The Office of Admissions reported a 5.5 percent overall drop in applications from last year. Still Early Decision 1 and Questbridge Match increased by 5.0 percent, Early Decision 2 increased by 3.0 percent and regular decision applications decreased by 6.0 percent. This year’s decrease in regular decision applications comes after several years of significant increases.

“I was pleased and surprised last year to see our applicants go from 10,000 to 10,600, which was quite unusual,” said Senior Associate Dean of Admissions Gregory Pyke. “Obviously, nobody who works in admissions wants to have fewer applications, but if we stay at this same level of applicants then I will continue to be happy.”
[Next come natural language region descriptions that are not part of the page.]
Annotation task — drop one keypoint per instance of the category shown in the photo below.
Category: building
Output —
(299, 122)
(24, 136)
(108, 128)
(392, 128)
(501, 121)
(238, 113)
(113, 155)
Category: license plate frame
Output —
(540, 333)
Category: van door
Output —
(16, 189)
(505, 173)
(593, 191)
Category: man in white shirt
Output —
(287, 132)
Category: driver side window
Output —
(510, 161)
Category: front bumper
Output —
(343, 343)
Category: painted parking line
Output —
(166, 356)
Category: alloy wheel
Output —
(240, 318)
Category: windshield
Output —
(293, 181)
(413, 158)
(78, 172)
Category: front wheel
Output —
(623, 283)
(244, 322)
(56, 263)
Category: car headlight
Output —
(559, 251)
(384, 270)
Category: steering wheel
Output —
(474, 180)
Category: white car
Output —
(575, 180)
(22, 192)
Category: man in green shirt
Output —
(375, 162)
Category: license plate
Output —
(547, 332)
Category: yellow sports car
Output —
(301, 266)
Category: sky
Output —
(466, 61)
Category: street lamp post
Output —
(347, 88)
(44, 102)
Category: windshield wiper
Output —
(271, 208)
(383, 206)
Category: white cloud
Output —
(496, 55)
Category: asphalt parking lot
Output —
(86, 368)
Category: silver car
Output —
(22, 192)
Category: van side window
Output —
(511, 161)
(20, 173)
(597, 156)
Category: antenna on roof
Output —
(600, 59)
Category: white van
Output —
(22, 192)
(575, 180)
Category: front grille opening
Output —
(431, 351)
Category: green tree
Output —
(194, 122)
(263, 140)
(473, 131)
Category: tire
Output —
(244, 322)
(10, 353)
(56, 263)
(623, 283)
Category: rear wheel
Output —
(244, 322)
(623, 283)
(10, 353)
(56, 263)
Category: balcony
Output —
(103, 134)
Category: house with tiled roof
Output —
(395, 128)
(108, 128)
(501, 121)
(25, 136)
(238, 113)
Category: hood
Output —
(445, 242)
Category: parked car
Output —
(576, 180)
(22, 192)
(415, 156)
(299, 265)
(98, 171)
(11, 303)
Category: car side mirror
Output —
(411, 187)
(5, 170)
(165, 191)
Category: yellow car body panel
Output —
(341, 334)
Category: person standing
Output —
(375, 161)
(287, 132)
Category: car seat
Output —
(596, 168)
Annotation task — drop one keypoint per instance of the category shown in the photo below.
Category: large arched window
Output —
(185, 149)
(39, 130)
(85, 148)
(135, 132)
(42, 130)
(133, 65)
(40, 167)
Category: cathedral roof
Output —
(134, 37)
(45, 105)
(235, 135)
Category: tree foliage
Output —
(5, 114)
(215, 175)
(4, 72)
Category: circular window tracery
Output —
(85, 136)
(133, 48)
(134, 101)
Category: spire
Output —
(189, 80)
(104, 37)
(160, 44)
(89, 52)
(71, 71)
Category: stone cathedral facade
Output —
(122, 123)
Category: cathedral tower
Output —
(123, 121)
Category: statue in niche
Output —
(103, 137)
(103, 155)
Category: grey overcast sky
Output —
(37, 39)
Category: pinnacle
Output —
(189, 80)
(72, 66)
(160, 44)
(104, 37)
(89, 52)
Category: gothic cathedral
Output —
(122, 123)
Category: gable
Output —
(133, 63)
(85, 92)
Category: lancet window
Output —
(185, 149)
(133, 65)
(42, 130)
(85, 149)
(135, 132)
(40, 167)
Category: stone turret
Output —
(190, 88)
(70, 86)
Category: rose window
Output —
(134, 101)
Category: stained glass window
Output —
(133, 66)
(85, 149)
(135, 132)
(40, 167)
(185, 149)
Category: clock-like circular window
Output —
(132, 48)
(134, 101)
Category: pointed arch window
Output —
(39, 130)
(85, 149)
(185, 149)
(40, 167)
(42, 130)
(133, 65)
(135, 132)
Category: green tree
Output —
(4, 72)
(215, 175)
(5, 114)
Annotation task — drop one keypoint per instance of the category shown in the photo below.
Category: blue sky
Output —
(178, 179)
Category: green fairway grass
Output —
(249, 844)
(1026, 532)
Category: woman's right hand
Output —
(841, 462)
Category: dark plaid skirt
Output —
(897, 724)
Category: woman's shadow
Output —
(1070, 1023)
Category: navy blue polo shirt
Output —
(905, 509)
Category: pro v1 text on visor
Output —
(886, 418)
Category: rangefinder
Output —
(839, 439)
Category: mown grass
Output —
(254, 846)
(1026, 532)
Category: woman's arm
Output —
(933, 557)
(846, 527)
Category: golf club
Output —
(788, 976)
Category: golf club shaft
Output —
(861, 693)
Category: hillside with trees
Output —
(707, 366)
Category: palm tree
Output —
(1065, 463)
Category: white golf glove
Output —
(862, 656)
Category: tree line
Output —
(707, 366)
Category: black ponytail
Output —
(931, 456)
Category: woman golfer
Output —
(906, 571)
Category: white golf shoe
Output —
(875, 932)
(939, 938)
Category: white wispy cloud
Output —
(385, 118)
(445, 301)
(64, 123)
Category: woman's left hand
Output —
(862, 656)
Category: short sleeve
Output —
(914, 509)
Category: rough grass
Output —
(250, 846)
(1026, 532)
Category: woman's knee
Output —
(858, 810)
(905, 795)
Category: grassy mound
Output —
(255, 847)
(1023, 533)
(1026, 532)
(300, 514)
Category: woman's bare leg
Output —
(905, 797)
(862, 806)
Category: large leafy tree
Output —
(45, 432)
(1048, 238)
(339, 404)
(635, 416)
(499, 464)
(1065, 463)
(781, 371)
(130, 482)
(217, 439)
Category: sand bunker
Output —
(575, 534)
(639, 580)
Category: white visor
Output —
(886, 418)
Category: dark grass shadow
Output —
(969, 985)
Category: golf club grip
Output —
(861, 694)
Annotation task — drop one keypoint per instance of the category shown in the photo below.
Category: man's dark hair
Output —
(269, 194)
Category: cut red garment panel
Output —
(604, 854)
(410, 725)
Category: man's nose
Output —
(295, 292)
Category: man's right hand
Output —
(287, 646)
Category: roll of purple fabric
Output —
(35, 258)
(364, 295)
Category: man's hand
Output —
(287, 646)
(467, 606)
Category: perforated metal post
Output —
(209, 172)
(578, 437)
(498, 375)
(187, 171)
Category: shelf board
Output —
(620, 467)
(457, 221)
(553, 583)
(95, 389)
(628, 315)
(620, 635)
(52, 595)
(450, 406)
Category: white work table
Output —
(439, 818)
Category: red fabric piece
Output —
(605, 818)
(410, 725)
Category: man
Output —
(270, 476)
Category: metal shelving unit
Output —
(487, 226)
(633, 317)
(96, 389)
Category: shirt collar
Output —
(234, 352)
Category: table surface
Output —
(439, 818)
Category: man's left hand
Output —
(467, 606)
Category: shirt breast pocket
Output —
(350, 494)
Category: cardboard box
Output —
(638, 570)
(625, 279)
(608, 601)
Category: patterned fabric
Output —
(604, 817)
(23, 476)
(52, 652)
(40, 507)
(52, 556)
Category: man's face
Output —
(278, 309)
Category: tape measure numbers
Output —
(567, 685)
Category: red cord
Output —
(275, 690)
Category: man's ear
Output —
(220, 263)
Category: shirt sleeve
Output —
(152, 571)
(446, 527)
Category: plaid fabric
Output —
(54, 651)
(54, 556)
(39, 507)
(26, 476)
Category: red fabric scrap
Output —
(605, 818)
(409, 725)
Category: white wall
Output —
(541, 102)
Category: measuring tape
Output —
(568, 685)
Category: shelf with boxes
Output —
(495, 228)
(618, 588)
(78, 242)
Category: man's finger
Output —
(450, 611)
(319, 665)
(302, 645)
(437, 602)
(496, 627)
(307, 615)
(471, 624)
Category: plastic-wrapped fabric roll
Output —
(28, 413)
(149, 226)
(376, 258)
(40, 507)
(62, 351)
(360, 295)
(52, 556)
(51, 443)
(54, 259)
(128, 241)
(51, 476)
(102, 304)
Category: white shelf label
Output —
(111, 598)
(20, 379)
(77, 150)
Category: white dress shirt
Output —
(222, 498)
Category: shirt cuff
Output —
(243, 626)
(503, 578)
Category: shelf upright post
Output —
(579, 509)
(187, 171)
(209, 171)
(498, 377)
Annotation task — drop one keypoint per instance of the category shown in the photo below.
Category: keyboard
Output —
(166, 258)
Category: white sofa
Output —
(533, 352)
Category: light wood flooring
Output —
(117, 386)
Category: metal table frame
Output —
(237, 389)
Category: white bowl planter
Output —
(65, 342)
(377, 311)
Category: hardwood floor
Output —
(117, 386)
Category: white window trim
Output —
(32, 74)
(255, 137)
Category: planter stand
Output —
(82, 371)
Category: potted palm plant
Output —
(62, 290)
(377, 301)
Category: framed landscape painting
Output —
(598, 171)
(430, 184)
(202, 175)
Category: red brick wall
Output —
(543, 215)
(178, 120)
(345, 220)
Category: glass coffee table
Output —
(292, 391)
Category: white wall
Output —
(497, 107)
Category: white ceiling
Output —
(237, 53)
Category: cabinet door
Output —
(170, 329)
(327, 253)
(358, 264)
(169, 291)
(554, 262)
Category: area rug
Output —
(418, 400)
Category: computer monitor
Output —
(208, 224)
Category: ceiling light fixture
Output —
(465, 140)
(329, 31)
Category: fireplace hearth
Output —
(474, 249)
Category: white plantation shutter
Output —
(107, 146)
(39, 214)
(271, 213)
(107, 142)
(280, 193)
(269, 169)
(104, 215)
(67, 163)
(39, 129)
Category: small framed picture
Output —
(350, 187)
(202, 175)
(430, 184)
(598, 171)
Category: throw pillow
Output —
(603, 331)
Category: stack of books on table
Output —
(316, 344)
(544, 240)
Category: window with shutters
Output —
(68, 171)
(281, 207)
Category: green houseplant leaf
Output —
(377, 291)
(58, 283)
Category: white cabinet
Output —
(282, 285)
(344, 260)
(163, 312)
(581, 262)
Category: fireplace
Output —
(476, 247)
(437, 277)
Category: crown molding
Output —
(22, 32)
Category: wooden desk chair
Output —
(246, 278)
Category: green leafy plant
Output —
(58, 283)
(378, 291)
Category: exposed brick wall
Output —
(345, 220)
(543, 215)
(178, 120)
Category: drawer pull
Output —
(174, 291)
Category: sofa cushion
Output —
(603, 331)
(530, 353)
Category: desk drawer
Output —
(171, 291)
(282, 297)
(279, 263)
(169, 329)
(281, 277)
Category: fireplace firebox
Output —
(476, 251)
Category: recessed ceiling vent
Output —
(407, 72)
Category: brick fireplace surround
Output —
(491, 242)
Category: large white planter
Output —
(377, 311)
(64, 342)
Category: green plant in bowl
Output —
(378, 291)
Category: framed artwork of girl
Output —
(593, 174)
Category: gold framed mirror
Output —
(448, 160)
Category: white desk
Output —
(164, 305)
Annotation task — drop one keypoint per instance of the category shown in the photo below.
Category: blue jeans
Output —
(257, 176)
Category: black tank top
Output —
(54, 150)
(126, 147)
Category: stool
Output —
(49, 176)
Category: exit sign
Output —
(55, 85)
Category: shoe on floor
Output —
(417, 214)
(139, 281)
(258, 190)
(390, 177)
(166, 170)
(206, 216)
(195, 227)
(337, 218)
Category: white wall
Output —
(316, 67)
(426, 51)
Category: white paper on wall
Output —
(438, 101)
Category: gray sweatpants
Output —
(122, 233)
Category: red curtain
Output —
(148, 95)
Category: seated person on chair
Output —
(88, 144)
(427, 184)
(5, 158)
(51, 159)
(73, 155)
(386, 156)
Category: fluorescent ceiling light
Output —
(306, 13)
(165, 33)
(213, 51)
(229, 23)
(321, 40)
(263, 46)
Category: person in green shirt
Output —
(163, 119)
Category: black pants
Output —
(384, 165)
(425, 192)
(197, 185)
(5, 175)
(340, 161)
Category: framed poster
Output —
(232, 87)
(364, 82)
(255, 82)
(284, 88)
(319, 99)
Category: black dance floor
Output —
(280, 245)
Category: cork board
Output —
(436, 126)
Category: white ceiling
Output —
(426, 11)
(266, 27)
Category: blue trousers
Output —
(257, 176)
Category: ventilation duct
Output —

Pyke theorized that the decrease in applicants could be the result of a variety of factors such as the recession or more students deciding that Wesleyan is too selective.

“Most obviously, and also hardest to quantify is the impact that the recession has on students applying to colleges that cost over $50,000 a year,” Pyke said. “We expected applications to go down in the first year of the recession and the opposite happened. It may be that the recession has taken hold enough that it is affecting students more now. Given the decrease in population of the Northeast, it was unsurprising we would receive fewer applicants from there.”

Pyke also suggested that perhaps a greater number of potential regular decision applicants to Wesleyan were accepted Early Decision at other universities. This year Wesleyan saw a total of 897 ED applicants, a five percent increase from last year’s total of 857, leading Pyke to suggest that perhaps more students nationwide are applying ED.

“We are very pleased with the results of ED1 and our third year of Questbridge Match,” wrote Dean of Admissions Nancy Meislahn in an e-mail to The Argus.

According to Pyke, 2011 admissions statistics for Wesleyan’s peer institutions remain largely unknown, and, of the group of 30 universities with which Wesleyan shares admissions data, only six colleges have reported their findings at this time.

Pyke also expressed disappointment that there was a decrease in applicants despite an expansion of Admissions staff.

“It was a little discouraging that after increasing our admissions staff to include 13 deans there was this decrease,” Pyke said. “We hoped to be able to expand our travel and expand our recruitment efforts, which we hoped would lead to more applications, which it ultimately didn’t.”

Even with this decrease in applicants, Pyke remains optimistic about the admissions process in the coming years. Next year, they hope to target regions where Wesleyan is not well known.

“Our reputation is to a large extent coastal,” he said. “A large part of the flyover country does not really know about Wesleyan. A lot of our recruitment in the last few years is to try and get better known in states like Texas, Arizona, and Illinois.”

  • David Lott

    “A large part of the flyover country does not really know about Wesleyan. ”

    They aren’t real thrilled about the term “flyover country” either.

  • was the increasing of deans staff in admissions to 13 the reason that administrative staff benefits were an issue late last year?